ESTHER SELIGSON

La pared de enfrente

 

Beyond me and below me
There is a me who is God.
Adín Steinsaltz, The sustaining utterance

 

 

Al menos la ventana me ayuda a respirar la luz de afuera, y en ello reconozco un privilegio único en cuanto a las circunstancias en que se encuentran los demás. No sé si alguien, aparte del guardián, lo sabe pues en realidad nadie tiene conmigo ninguna actitud peculiar, tampoco él. De hecho, todos nos comportamos como si ninguno existiera, como si el oficio o el transcurso de la gimnasia matutina formaran parte de la misma rutina de soledad que nos mantiene apergollados el resto del día, dado que ni el uno ni la otra rompen con el ritmo cotidiano, tampoco las comidas, por cierto, que cada quien recibe entre sus cuatro rigurosas paredes. Lo de "rigurosas" es una de mis invenciones. La verdad es que no tengo idea de la clase de espacio que circunda a cada residente. En primeras, nunca he visto otra ventana excepto la mía, lo cual no prueba nada; en segundas, los muros parecen no tener fin, ni por lo alto ni por lo largo, se diría que se hacen anchos o angostos a la medida de cada quien. Consigno de paso que me descubrí una curiosa propensión a leer pensamientos -un género de nube que veo elevarse por encima de las coronillas a la hora del oficio o durante la gimnasia matutina.
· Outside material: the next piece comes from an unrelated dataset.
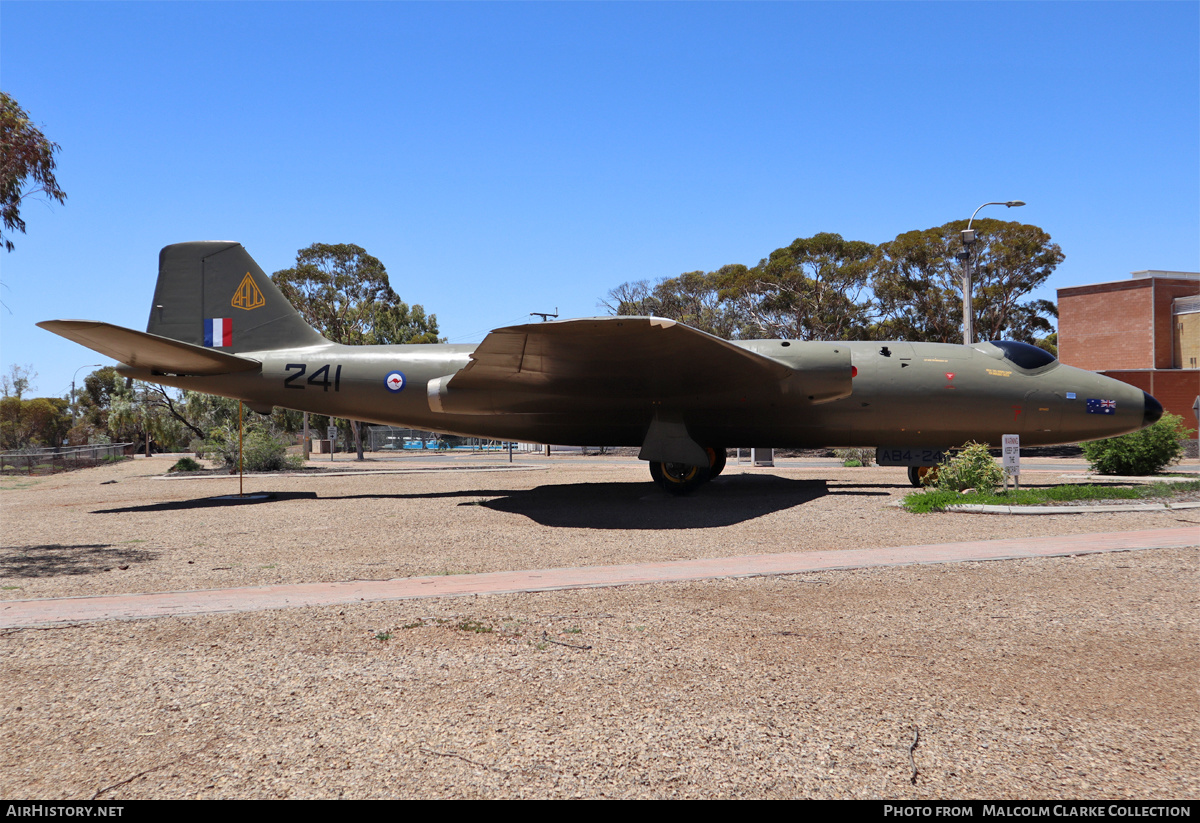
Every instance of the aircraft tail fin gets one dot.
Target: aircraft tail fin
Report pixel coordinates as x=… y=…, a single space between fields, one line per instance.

Bueno, "nube" tal vez no sea exacto, pero digamos que son similares a las espesuras que dibuja la luz en la pared de enfrente cuando abro la ventana, que no está siempre de par en par, únicamente en ocasiones especiales instituidas por mí mismo para que no se me hagan costumbre al igual que el resto de las pequeñas actividades rutinarias. Así, considero también la lectura de las nubes un regalo que no desperdicio a tontas y a locas -porque las hay tan deslavadas o tan pastosas que mejor dejarlas ir-, sino que dosifico en aras del proyecto que tengo en la mira para salirme de aquí. Tampoco barrunto bien qué es "aquí" ni dónde se encuentra geográficamente localizado, aunque deduzco estamos en una zona de transición; mejor dicho, en un callejón sin salida o con muy dudosa salida, dependerá desde dónde se le considere. De ahí, pues, mi empeño en rastrear sólo lo más granado en cuanto a color, textura, calidad, riesgo, trazo original de la nube se refiere. Y es increíble lo que ciertos pensamientos han avanzado en la construcción de estrategias para evadirse: túneles, escaleras, torres, puentes, fosos, elevadores, con cualquier material de una cierta solidez. Catapultas, vuelos tipo Ícaro no faltan, obvio, y bastante más ingeniosos, hasta construir caballos de Troya con los desperdicios de la cocina. El caso es que he ido acumulando mota a mota una suficiente cantidad de elementos para mi propio objetivo con la ventaja de que nadie percibe mis sustracciones tan ocupado como tienen su cerebro imaginando, delineando, destruyendo o perfeccionando el diseño, la estrategia, hasta los mínimos pormenores, en un vaivén de pensamientos que, acepto, no siempre alcanzo a atrapar en su totalidad, y eso hace más lenta mi tarea y la entorpece en etapas cuando tanta claridad necesito. Entonces, la ventana es mi aliada: la expectativa de abrirla llega a descargar en mi cuerpo una dosis tal de adrenalina que caigo en un trance capaz de darle respuesta incluso a dudas no formuladas. La pared de enfrente cumple con su papel de pantalla, pero es necesaria la luz. Entonces el trago amargo es que no sé de antemano si habrá o no habrá luz afuera. Ahora bien, ¿qué es "afuera"? El existir en mi encierro una ventana que se abre sobre una pared que recibe luz o carece de ella no indica nada de por sí.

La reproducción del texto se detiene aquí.